Vale decir, preguntas que tienen que ver con eso al frente y que deben quedar en eso. Los objetos de los poemas
de Mudanza, los platos, la taza,
revelan cierta carga de riesgo en su total enajenación; y en esto es inevitable
recordar a Millán. También para Millán el lenguaje es limitado, y resultaría
por ello un pajeo dedicarse a hacer poemas: la realidad es siempre ajena y como
el “Dios” de ciertas pancartas, más grandes que los problemas de uno. Por ello
el tono del humor en Ortega no es precisamente la levedad de quien simplemente
desea la absoluta y contemplativa irresponsabilidad frente al mundo (pienso en
Bertoni al decir esto), sino el reflejo de la propia impotencia frente a una
labor poética que se vacía al minuto de pensar en la relación de un poeta con
la realidad. Como entes pensantes podemos hasta confiar en comprender la trama
de lo real (la baraja entera del Tarot), pero el poeta se reconoce arcano menor, pura circunstancia bajo el
viento de un espeso aire en que todo es cantidad y cálculo abstracto.

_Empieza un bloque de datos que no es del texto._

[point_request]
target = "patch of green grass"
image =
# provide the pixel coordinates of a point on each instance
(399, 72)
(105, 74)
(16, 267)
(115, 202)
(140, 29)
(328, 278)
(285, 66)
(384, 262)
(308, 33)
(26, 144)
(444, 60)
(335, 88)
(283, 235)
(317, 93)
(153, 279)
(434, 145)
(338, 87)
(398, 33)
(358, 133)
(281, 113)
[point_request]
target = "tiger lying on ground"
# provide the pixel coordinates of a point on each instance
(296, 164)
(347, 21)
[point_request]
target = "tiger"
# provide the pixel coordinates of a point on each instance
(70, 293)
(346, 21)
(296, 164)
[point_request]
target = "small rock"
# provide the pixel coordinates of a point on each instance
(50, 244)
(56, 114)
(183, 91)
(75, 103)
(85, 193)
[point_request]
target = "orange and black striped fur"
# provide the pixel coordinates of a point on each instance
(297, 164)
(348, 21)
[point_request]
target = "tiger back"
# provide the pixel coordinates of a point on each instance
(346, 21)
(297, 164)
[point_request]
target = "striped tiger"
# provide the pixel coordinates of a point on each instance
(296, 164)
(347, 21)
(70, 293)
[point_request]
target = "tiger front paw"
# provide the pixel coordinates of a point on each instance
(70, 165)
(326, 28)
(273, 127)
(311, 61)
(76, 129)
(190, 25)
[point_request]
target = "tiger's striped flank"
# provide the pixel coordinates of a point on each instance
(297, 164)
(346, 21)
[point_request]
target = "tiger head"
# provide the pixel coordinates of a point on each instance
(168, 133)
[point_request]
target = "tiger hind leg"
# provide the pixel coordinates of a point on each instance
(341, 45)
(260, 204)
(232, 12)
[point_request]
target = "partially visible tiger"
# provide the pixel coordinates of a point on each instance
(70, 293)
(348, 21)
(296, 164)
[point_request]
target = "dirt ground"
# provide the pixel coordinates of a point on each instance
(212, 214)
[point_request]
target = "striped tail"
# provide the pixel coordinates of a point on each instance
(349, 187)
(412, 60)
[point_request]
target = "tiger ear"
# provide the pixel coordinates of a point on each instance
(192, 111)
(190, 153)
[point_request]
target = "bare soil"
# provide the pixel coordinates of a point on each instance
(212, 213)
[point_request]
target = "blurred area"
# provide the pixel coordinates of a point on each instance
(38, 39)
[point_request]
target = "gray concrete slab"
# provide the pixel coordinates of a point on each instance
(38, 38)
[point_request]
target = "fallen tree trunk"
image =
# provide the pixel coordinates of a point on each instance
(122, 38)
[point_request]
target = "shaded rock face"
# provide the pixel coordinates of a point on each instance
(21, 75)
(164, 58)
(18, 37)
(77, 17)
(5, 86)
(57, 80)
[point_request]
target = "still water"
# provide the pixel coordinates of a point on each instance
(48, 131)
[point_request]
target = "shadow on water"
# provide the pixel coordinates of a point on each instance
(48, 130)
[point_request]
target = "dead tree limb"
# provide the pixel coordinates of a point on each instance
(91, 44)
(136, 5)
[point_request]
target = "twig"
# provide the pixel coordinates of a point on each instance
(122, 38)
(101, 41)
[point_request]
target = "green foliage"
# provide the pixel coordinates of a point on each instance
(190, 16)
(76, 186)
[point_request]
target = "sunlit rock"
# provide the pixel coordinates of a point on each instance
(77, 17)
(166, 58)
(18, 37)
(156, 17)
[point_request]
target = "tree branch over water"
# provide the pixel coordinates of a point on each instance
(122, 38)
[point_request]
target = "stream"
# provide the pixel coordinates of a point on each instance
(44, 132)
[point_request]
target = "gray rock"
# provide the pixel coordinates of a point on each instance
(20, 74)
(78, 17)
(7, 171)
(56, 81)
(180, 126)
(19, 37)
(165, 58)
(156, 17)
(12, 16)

Más real
y cierta es la definición de Cian,
casi en el centro del libro, C: 100 / M: 0 / Y: 0 / K: 0 (y aun así, se podría
decir R: 0, G: 165, B: 230); al fin, todo es sólo operación de lenguaje, una
traducción para que se entienda a través de números aquello que no puede ser
entendido. Y esa otra realidad posible, detrás de lo palpable, termina dando lo mismo / porque se pierde, lo que
termina manteniendo cuerdo al autor y a sus lectores. Al
menos, la vaga existencia de golpes entre
piedras y chispas al aire puede,
sí, ser material poético. En otras palabras, todo lo que se presenta al frente se da a un puro tráfico
espectral en que las abstracciones juegan entre sí para cierto sospechoso
placer para el autor y el lector: el caballo durmiendo, los pollos marinados y
el “topo” de traje han vendido su ser a la nada para que nosotros los podamos
leer –ya ni siquiera verlos, ya ni
siquiera aprovechar una utilidad que
han perdido a este lado del papel.
Es
decir, sólo podemos ver como tragedia la entrega al juego literario de esos
entes más allá del papel, víctimas del despojo profundo de su posible
naturalidad. La densa construcción de los últimos dos textos del libro –paréntesis de peces y cuerpo y trecho de la certidumbre al (sus)trato de la
taza- me parecen señales de este posible pathos en torno a lo no-humano, coronación de la imposibilidad de
pensar o describir la realidad desde nuestro lenguaje. Parafraseando al mismo
Ortega, es el ejemplo mayor del pragmatismo
asolador con que terminan tiñéndose todas las cosas en cierto grado de la
investigación poética.
Cian puede ser algo más o algo menos que las notas
que me ha provocado escribir para esta presentación; de hecho, me gustaría
considerarlo como un conjunto de anticipo para un libro mayor. Sin embargo,
desde ya su capacidad de poner en problemas al lector es una virtud escasa en
tiempos tan cómodos: las búsquedas poéticas mayores están reservadas para
pocos, y Fernando Ortega es uno de éstos.